Darsigny v. Office of Personnel Management, 787 F.2d 1555, 1559 (Fed. Cir. 1986) dealt with a similar affidavit by "a man familiar with the history of notices included with civil service checks." It stated that "Darsigny received his annuity checks via Electronic Funds Transfer directly to his bank, that the computer generated a tape, listing all annuitants . . . which was sent to the Treasury Department who then mailed the notices according to the tape" and that "no one who received the August 1981 and April 1982 payments could have been missed. Via this procedure, notices must have been sent to Maurice Darsigny since payments for those months were made." Id. We held that this affidavit was sufficient to prove the sending of the notices. See id. Although the affidavit in Darsigny did not show the identical practices the affidavit in this case disclosed and, unlike the latter, twice referred by name to the particular annuitant involved, these distinctions do not warrant rejecting the affidavit in this case as inadequate proof that OPM mailed the notices.
B. Mrs. Schoemakers contends that, even if Mr. Schoemakers received the notice, because of her husband's "mental state" at the time the notices were sent - her affidavit stated that he had "problems . . . with memory" and from "alcohol usage" - she was entitled to a waiver of the two-year statutory period for requesting a survivor's annuity. Although the Board stated that Mr. Schoemakers' "mental condition . . . appears to have interfered with his ability to read and understand the OPM notices that he received," it correctly held that Mrs.
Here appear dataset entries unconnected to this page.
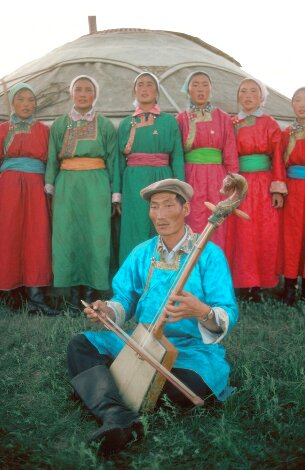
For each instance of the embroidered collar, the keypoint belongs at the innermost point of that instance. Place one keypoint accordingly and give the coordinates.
(296, 126)
(185, 245)
(195, 109)
(257, 113)
(154, 110)
(76, 116)
(17, 120)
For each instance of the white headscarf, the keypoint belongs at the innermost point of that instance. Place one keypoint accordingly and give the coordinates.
(92, 80)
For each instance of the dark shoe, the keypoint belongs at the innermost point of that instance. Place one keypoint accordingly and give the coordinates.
(250, 294)
(115, 439)
(289, 294)
(36, 303)
(97, 389)
(89, 294)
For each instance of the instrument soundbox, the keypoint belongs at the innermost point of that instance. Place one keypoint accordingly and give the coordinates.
(131, 372)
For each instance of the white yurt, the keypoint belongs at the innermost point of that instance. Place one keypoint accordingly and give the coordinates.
(114, 58)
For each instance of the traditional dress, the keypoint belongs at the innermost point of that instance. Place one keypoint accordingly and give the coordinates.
(81, 165)
(210, 153)
(149, 147)
(25, 235)
(253, 247)
(142, 284)
(294, 209)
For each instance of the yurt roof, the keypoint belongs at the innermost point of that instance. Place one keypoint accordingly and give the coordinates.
(115, 57)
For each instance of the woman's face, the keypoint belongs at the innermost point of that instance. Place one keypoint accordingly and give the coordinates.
(146, 91)
(298, 105)
(199, 90)
(83, 95)
(249, 96)
(24, 103)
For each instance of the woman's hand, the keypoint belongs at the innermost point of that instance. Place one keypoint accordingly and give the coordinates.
(277, 200)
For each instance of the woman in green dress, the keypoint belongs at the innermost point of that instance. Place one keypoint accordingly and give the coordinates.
(150, 149)
(80, 170)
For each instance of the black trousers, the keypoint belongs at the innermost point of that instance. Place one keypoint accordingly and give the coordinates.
(82, 355)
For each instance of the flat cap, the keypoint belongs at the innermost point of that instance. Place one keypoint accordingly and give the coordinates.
(169, 185)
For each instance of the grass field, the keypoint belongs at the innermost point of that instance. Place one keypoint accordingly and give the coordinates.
(262, 426)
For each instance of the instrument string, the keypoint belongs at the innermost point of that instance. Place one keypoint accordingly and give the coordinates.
(172, 286)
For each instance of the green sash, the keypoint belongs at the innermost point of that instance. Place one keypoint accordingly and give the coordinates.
(254, 162)
(204, 155)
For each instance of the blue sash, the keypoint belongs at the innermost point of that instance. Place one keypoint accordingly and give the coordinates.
(296, 171)
(26, 164)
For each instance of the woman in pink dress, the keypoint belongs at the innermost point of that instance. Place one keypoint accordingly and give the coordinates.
(253, 247)
(294, 208)
(209, 150)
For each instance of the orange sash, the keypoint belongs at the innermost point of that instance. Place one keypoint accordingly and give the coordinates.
(82, 163)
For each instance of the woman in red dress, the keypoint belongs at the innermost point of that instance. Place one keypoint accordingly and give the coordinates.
(209, 150)
(253, 246)
(294, 209)
(25, 235)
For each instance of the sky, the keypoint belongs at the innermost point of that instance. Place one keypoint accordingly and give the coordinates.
(265, 36)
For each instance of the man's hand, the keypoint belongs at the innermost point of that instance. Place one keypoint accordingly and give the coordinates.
(189, 307)
(98, 307)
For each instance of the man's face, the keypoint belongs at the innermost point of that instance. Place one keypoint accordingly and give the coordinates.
(167, 214)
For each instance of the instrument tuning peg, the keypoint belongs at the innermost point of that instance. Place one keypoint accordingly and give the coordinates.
(210, 206)
(241, 214)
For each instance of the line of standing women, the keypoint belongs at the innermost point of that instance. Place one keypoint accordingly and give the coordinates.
(87, 161)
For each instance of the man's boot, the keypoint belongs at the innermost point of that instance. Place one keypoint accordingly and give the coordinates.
(97, 389)
(289, 293)
(37, 302)
(75, 300)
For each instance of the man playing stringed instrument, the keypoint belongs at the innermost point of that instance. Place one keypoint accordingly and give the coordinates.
(195, 319)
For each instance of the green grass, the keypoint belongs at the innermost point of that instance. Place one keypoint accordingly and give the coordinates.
(262, 426)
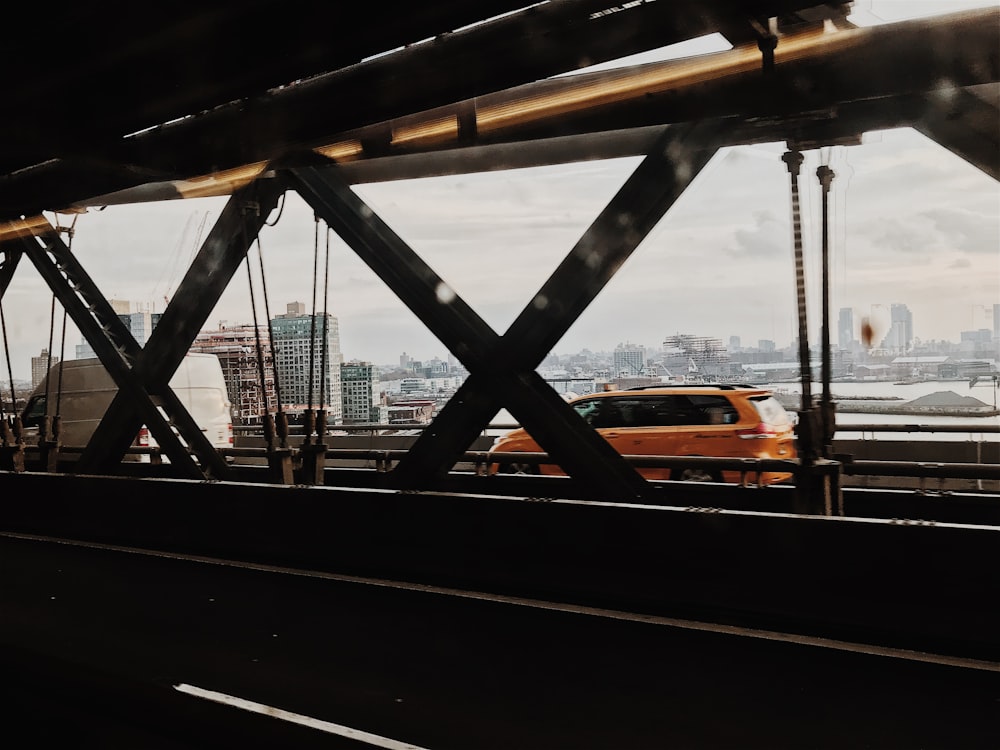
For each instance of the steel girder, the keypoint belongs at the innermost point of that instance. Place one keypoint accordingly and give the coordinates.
(502, 369)
(533, 43)
(111, 341)
(220, 256)
(8, 264)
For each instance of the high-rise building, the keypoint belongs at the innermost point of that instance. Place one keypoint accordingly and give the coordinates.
(359, 393)
(40, 366)
(899, 339)
(996, 330)
(845, 329)
(628, 360)
(307, 358)
(236, 347)
(139, 321)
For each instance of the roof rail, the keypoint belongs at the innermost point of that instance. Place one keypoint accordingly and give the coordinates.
(720, 386)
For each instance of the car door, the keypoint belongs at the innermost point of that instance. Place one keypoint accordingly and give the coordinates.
(640, 425)
(706, 426)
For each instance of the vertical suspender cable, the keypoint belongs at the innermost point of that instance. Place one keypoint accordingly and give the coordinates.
(806, 430)
(48, 368)
(270, 333)
(71, 232)
(312, 323)
(825, 176)
(326, 322)
(794, 160)
(10, 369)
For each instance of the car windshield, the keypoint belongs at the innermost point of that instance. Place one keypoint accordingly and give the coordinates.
(771, 411)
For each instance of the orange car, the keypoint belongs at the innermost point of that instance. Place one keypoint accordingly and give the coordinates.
(732, 421)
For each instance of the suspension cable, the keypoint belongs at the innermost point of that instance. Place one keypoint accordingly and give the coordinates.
(270, 329)
(793, 159)
(326, 322)
(10, 369)
(312, 324)
(70, 233)
(256, 332)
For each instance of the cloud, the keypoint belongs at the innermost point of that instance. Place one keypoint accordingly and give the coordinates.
(768, 237)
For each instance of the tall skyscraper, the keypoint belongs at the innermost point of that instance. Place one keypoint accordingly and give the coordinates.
(302, 340)
(900, 336)
(629, 360)
(996, 330)
(359, 393)
(845, 329)
(137, 318)
(236, 348)
(40, 366)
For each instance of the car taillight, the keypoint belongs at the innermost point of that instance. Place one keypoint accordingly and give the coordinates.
(762, 430)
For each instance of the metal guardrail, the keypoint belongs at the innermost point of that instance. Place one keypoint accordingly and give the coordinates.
(383, 460)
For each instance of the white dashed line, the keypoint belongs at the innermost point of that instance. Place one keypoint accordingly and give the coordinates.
(307, 721)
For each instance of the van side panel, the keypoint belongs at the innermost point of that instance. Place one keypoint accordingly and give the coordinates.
(86, 390)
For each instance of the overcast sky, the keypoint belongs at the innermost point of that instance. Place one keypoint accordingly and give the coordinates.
(911, 223)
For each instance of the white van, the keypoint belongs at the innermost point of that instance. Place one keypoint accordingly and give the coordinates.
(84, 390)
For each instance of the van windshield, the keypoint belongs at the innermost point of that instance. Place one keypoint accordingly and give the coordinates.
(34, 412)
(771, 411)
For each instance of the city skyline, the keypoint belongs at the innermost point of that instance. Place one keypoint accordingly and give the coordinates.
(911, 223)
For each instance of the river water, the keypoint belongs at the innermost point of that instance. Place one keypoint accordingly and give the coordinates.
(896, 394)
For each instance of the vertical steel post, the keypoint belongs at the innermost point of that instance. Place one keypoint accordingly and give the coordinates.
(827, 416)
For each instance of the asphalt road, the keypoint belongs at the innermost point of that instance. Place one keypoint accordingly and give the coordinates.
(94, 642)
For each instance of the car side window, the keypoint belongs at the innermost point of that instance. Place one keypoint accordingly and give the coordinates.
(589, 410)
(712, 410)
(34, 412)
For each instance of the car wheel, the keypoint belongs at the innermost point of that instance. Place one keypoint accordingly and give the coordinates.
(516, 468)
(700, 475)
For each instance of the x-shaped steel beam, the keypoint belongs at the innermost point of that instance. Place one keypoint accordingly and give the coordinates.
(502, 369)
(111, 340)
(220, 256)
(11, 257)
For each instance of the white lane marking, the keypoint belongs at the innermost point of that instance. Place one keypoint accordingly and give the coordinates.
(306, 721)
(961, 662)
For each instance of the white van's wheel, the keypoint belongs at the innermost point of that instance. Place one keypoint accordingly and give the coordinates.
(699, 475)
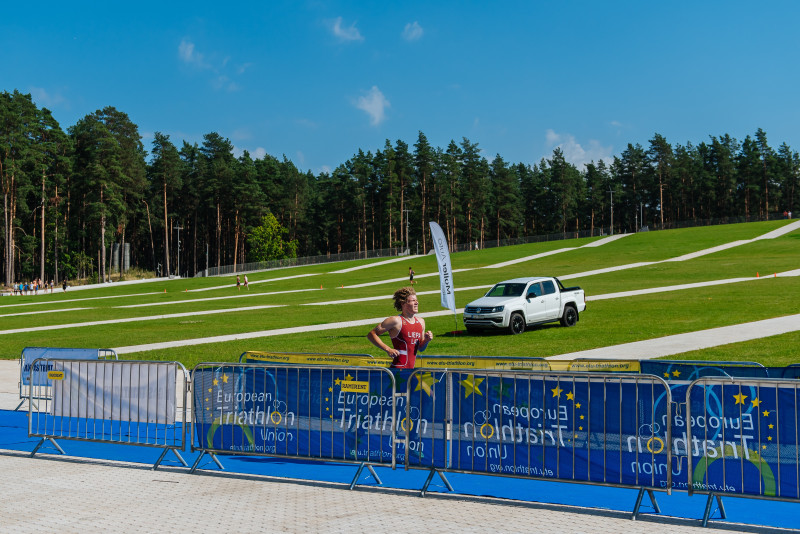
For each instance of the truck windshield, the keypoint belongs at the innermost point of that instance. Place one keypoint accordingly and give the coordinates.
(506, 290)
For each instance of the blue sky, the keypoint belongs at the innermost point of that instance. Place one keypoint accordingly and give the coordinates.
(316, 81)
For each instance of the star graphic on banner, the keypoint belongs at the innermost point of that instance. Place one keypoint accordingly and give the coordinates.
(425, 382)
(502, 387)
(471, 385)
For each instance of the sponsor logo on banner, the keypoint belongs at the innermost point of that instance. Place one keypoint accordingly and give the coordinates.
(355, 387)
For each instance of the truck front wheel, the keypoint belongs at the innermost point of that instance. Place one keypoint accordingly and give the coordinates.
(517, 323)
(570, 316)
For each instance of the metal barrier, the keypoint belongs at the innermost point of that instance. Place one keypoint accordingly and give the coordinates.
(601, 429)
(743, 439)
(110, 401)
(341, 414)
(29, 374)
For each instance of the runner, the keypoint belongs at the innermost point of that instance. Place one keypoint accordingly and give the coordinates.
(406, 330)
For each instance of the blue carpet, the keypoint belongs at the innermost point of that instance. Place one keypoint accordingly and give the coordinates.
(14, 436)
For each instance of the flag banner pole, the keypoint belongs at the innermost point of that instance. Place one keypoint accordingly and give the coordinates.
(445, 269)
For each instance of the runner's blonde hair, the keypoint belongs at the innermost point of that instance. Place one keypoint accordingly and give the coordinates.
(401, 296)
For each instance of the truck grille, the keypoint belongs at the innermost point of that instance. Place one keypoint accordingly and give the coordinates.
(475, 309)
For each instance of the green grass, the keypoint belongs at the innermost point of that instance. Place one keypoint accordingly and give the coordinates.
(606, 322)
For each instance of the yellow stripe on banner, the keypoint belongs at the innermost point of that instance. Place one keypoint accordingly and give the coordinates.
(604, 366)
(497, 364)
(316, 359)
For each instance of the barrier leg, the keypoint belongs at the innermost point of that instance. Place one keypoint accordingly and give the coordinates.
(361, 467)
(42, 441)
(197, 462)
(430, 478)
(444, 479)
(374, 474)
(638, 504)
(656, 509)
(216, 460)
(164, 453)
(427, 483)
(721, 507)
(707, 512)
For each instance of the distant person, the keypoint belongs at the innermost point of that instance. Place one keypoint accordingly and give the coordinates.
(407, 331)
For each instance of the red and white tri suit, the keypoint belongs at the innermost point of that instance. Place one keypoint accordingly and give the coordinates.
(406, 342)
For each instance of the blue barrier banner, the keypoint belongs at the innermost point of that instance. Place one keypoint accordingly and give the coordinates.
(341, 414)
(426, 417)
(742, 438)
(579, 428)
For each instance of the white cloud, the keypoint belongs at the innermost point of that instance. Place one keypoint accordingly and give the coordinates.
(413, 31)
(217, 68)
(575, 153)
(375, 104)
(350, 33)
(189, 55)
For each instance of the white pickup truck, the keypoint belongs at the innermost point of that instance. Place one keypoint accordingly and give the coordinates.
(522, 302)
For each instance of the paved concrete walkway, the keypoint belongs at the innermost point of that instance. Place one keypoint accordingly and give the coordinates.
(73, 495)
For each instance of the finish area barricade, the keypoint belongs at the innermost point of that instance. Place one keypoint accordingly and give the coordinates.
(329, 413)
(32, 375)
(110, 401)
(593, 428)
(743, 438)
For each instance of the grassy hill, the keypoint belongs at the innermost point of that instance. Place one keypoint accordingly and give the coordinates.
(320, 295)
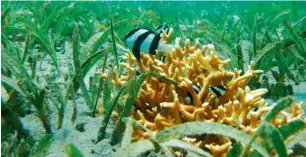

Schoemakers was not entitled to a waiver of the filing deadline.
The statute unambiguously states that to obtain a survivor's annuity the annuitant must file with OPM "a signed writing . . . within two years after such employee . . . marries." 5 U.S.C. § 8339(k)(2)(A). Nothing in either the language or the legislative history even suggests, much less indicates, that Congress intended to permit waiver of the filing deadline because of the annuitant's mental condition.
Where Congress intended to permit the waiver of filing deadlines for government annuitants because of their mental problems, it explicitly so provided. Under 5 U.S.C. § 8337(b), an application for a disability annuity must be "filed with [OPM] before the employee . . . is separated from the service or within 1 year thereafter." Congress further provided that
"[t]his time limitation may be waived by [OPM] for an employee . . . who at the date of separation from service or within one year thereafter is mentally incompetent[.]" Id.
Like the Board's administrative Judge, we sympathize with Mrs. Schoemakers' plight. Neither courts nor administrative agencies, however, have the authority to waive requirements (including filing deadlines) that Congress has imposed as a condition to the payment of federal money. See Crown v. United States R.R. Retirement Bd., 811 F.2d 1017, 1020 (7th Cir. 1986) (quoting Gressley v. Califano, 609 F.2d 1265. 1267 (7th Cir. 1979) ("A congressional mandate to pay statutory benefits . . . leaves no discretion in the agencies and courts but to limit the payment of benefits to those entitled to them.")). In § 8339(k)(2)(A), Congress provided that an unmarried federal annuitant who marries may provide a survivor's annuity for his spouse only if he applies therefore within two years of marriage. Since Mr. Schoemakers did not do that, the Board correctly refused to provide Mrs. Schoemakers with a survivor's annuity.